Metal detector specialists combed the historic grounds looking for traces of President Madison's stable – and what they've found is impressive.
Chuck Smalley's years of experience metal detecting brought him to the Montpelier dig.
"I've been doing it for 42 years. I'm a treasure hunter, a gold prospector, and I've gotten into this through working with archaeologists,” said Smalley.
Smalley and other specialists from across the country helped archaeologists identify where James Madison's stable used to be.
"We have the entire area gridded out in 10-foot by 10-foot squares and we've ridded a 600-foot by 600-foot area out and we're sweeping all of those 10-foot squares,” said Matthew Reeves, director of archaeology.
"We're trying to locate the deeper hits which are mostly iron around the stable area,” said Dennis Bjorklund, metal detector specialist.
Surveying teams measure the dimensions and the detector specialists take care of the rest, including meticulously marking each find.
"The green flags are historic nails that we've found, the red are horseshoe and horseshoe nails and then the blue are other artifacts,” said Reeves.

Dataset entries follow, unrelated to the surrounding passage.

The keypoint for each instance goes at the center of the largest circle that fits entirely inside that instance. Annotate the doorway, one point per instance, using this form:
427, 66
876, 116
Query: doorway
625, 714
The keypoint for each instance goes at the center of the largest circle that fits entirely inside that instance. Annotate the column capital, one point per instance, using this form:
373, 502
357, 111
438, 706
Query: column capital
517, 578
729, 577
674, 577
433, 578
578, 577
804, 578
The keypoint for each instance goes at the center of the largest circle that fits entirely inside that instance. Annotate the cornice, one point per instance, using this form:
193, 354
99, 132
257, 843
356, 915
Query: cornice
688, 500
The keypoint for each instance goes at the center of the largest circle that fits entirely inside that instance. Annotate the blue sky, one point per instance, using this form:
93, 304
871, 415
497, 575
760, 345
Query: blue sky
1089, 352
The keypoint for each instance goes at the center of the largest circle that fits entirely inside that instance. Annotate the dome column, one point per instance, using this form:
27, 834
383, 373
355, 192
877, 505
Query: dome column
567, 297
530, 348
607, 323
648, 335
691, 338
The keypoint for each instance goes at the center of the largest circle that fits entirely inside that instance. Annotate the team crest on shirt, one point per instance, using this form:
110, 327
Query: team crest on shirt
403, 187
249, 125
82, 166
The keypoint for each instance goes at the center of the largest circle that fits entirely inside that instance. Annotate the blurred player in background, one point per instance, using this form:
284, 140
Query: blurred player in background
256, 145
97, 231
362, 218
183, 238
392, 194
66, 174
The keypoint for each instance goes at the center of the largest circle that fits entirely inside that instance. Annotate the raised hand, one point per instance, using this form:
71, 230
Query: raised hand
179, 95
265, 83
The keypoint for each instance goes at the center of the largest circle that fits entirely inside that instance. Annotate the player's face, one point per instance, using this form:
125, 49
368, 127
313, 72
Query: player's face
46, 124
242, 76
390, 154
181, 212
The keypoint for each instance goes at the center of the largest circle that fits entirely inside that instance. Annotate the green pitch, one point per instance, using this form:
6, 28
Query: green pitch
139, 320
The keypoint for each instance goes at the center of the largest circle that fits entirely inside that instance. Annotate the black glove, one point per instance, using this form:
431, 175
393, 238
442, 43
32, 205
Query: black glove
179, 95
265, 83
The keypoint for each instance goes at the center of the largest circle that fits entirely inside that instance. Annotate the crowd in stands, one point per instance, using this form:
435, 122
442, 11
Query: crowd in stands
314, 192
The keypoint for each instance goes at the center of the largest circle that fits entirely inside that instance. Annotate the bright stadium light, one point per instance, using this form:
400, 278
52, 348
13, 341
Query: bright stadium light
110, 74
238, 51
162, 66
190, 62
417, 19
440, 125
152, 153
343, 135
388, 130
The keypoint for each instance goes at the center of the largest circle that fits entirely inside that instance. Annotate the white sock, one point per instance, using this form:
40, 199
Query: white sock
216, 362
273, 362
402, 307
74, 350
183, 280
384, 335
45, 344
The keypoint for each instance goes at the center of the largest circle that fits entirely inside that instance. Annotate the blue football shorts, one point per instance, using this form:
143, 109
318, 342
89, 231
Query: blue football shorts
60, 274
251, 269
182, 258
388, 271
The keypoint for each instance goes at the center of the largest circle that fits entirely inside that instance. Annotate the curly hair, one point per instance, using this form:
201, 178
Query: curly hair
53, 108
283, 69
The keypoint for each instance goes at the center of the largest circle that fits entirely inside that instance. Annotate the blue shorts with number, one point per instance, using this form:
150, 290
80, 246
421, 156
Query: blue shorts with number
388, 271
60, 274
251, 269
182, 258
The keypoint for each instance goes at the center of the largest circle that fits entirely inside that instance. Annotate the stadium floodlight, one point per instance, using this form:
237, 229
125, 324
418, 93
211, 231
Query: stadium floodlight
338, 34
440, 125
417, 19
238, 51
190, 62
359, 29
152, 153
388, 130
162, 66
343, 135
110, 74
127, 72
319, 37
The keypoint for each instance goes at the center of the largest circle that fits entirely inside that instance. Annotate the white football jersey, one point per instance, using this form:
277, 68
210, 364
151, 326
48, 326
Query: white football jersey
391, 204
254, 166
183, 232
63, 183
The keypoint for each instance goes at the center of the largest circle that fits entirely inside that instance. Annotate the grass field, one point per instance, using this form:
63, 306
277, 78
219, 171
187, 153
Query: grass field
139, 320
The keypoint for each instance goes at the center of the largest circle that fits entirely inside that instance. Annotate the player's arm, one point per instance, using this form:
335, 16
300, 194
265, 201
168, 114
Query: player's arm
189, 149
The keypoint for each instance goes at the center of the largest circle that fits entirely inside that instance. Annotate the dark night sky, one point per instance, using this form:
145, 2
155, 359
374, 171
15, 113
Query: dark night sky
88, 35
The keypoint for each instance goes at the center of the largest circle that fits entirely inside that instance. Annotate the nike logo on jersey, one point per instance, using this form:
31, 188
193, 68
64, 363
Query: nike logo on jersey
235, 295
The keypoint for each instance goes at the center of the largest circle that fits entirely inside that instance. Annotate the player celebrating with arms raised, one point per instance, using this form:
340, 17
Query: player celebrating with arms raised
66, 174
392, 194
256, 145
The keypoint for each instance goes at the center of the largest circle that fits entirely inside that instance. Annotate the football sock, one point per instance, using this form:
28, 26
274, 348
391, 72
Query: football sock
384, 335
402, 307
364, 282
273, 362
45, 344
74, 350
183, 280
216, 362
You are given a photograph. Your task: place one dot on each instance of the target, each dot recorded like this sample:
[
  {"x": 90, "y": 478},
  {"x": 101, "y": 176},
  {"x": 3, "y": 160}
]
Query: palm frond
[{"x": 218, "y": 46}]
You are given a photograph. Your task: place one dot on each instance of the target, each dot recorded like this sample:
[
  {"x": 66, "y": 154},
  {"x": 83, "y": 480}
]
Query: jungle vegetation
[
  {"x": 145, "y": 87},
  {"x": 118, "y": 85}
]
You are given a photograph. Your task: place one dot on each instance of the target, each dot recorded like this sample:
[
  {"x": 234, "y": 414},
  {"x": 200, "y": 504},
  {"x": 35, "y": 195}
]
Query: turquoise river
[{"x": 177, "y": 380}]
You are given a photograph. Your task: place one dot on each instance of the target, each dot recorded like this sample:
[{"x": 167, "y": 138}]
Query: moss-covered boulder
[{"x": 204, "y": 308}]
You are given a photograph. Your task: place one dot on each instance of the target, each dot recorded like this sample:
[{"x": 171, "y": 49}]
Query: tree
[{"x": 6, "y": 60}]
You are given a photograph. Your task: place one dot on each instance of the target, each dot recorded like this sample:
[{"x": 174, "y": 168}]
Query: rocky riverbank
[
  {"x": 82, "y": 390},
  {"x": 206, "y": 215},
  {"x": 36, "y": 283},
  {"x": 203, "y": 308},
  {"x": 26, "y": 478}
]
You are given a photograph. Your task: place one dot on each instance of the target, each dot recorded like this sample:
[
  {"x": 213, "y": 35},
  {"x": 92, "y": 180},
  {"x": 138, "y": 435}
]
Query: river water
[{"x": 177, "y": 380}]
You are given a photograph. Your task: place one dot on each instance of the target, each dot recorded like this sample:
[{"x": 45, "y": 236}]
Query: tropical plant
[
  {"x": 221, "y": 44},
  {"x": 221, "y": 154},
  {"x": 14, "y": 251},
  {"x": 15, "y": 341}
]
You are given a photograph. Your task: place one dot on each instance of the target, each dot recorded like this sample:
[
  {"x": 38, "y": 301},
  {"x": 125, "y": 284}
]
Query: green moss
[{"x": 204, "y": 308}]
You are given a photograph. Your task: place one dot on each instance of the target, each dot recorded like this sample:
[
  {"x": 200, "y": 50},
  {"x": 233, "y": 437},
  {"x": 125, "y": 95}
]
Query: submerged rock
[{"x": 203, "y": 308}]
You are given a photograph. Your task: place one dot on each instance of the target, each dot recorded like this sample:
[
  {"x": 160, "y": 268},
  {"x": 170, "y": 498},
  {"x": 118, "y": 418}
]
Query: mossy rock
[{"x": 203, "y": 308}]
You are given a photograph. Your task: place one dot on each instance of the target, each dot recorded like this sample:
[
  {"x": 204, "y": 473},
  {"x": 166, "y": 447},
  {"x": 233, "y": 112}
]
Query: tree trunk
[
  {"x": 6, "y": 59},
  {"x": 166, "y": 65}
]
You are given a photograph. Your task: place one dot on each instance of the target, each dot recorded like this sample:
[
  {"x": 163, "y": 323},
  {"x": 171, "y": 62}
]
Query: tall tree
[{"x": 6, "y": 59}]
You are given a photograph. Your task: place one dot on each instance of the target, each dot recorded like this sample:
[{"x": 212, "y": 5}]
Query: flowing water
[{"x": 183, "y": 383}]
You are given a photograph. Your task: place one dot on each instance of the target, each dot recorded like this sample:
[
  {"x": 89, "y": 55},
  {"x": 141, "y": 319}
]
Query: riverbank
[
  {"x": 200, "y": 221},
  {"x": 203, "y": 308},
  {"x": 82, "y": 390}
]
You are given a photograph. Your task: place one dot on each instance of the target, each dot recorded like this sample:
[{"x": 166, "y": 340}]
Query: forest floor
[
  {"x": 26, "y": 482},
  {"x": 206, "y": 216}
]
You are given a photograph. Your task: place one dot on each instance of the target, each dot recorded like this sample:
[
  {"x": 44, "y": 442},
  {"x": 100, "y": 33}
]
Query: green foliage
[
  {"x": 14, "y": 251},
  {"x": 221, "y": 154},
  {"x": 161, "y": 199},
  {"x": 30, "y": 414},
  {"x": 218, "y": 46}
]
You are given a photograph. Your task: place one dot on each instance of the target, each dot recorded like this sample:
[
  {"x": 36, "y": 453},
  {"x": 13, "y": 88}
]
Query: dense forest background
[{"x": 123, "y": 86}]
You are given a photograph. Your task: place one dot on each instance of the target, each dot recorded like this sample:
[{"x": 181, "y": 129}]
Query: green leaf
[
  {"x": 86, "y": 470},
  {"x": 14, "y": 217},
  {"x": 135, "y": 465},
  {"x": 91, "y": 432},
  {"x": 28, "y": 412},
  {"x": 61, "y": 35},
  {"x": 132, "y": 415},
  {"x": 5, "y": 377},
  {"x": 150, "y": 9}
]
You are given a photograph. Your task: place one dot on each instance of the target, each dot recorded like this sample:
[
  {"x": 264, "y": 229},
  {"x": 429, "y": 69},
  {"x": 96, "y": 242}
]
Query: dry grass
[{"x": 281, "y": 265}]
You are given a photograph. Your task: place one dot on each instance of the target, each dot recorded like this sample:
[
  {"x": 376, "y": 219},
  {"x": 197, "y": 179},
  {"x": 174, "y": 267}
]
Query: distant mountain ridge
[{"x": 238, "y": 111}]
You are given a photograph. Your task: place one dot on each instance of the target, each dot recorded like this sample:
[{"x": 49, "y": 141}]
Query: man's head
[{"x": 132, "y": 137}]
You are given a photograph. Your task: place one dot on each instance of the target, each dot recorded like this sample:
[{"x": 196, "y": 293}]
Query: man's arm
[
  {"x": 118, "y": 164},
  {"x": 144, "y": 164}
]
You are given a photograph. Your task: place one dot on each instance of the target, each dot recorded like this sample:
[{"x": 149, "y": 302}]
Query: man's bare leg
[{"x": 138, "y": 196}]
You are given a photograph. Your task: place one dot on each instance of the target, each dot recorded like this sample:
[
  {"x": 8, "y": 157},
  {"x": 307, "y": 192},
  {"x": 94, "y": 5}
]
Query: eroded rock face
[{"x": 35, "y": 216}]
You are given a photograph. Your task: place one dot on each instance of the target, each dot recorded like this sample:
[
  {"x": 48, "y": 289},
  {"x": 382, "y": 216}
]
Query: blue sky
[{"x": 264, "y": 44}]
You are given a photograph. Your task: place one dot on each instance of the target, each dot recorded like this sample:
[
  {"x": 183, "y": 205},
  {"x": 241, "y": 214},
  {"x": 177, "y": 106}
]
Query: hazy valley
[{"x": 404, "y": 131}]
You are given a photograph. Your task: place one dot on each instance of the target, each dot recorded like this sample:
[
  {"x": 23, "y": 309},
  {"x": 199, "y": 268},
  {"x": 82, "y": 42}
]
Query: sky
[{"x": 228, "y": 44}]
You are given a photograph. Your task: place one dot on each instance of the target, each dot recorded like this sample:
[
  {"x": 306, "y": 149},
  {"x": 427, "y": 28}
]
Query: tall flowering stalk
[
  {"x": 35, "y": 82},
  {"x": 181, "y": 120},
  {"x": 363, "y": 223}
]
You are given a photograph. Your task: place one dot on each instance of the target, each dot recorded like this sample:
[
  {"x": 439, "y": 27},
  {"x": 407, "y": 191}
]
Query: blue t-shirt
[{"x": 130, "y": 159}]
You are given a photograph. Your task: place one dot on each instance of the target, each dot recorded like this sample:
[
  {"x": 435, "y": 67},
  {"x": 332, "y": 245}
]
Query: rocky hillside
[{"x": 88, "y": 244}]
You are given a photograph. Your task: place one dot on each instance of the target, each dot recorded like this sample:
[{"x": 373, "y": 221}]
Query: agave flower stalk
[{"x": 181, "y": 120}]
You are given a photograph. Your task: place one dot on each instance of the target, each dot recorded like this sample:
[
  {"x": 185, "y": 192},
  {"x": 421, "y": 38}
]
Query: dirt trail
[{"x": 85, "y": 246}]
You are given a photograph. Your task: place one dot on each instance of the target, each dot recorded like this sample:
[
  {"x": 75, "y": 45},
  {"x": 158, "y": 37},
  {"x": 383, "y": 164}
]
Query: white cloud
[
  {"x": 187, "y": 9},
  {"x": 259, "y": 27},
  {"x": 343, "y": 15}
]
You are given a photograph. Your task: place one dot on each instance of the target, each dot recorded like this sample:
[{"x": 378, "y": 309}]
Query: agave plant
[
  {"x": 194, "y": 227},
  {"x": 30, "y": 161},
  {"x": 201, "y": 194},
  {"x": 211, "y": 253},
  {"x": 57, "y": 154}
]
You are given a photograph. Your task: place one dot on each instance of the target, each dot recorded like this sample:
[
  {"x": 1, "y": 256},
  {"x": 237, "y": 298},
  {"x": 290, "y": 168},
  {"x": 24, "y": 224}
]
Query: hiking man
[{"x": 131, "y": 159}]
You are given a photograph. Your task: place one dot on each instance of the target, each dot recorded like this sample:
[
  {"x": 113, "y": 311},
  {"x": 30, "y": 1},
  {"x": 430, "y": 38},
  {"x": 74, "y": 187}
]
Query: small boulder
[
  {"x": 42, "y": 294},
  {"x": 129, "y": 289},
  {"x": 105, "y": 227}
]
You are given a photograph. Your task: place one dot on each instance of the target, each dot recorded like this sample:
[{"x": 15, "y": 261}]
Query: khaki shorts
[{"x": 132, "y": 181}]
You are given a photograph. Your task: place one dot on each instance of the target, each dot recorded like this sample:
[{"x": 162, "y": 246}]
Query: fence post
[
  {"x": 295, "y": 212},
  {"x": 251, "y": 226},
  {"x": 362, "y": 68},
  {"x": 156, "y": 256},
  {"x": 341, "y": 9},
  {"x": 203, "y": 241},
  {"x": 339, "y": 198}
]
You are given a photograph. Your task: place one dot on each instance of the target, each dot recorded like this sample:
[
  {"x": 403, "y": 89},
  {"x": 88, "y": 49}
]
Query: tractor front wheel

After seven days on the ground, the site is covered in the color-coded flags.
"We've got about 1,200 historic artifacts that we've recovered out there,” said Reeves.
Participants say the dig is a great way to merge their hobbies with history.
"When you first start out you're looking for coins and stuff and then all the sudden some things that may be historic start to pop up and you're looking at this thing and now we have an avenue to work with the archaeologists,” said Smalley.
The director says the next major excavation project will be in the late spring to find traces of old slave quarters.